8 GB DDR4 2400 MHz RAM (One stick for now, I’ll go to 16 GB dual Channel later)

1 TB Samsung EVO SSD SATA drive (Might be able to get away with 500 GB, but this will force me to think about external storage sooner than my bank account wants to)

Corsair 200R or Be Quiet Pure Base 600 case

I’ll re-use the power supply I bought in trying to fix my Dell, and I’ll also reuse my NVIDIA GeForce GTX 550 Ti for now.

For the new laptop (work will pay for a significant portion of this if I use it as dual purpose)

Probably a Dell XPS 15 of some sorts.

Maybe a Surface Book 2, but probably not. But damn are they shiny.

Camera:

Sticking with the X-E1. Its autofocus is absolute shit, but the pictures are simply incredible.

Hopefully getting a 50mm f/2 lens in a few months, but this computer crisis has put that in question. I’d rather have a reliable workflow than an extra lens that I can only use when my computer is working.

Now for storage and backup:

Backblaze on both computers. Currently, I only have my dead desktop covered on Backblaze. I picked up one of those HDD enclosures from amazon, and have access to everything on the old hard drive, but my current laptop is completely unprotected (to the tune of 250 GB of photos. Not a lot, but quite a bit for me)

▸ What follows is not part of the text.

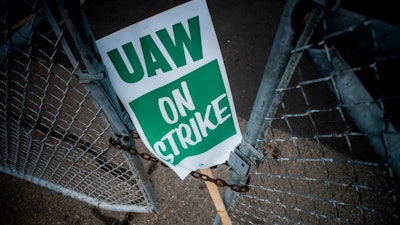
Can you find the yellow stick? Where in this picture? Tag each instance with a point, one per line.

Eventually, I’ll get a NAS local backup for both the desktop and laptop. It’ll probably be a RAID 5 array of spinny disks and connected via my router. .. I’m way more worried about getting my cloud backup complete.

My plan as it stands is to get my new desktop up and running, get all my photos under one roof, then start expanding into archives. With the photos coming in in four different formats, I’ll be using Lightroom Classic to get it all into one master collection. While I would love to use Capture One for this, since my archives spread across several cameras, I’d have to shell out $300 for C1 pro. This would be $300 on top of the $10 a month I spend on Lightroom and Photoshop since C1, while an amazing program (especially for Fuji shooters) simply can’t replace Photoshop. From there, I’ll start planning out how to keep space free on my boot SSD and where to put the rest. Any advice is appreciated.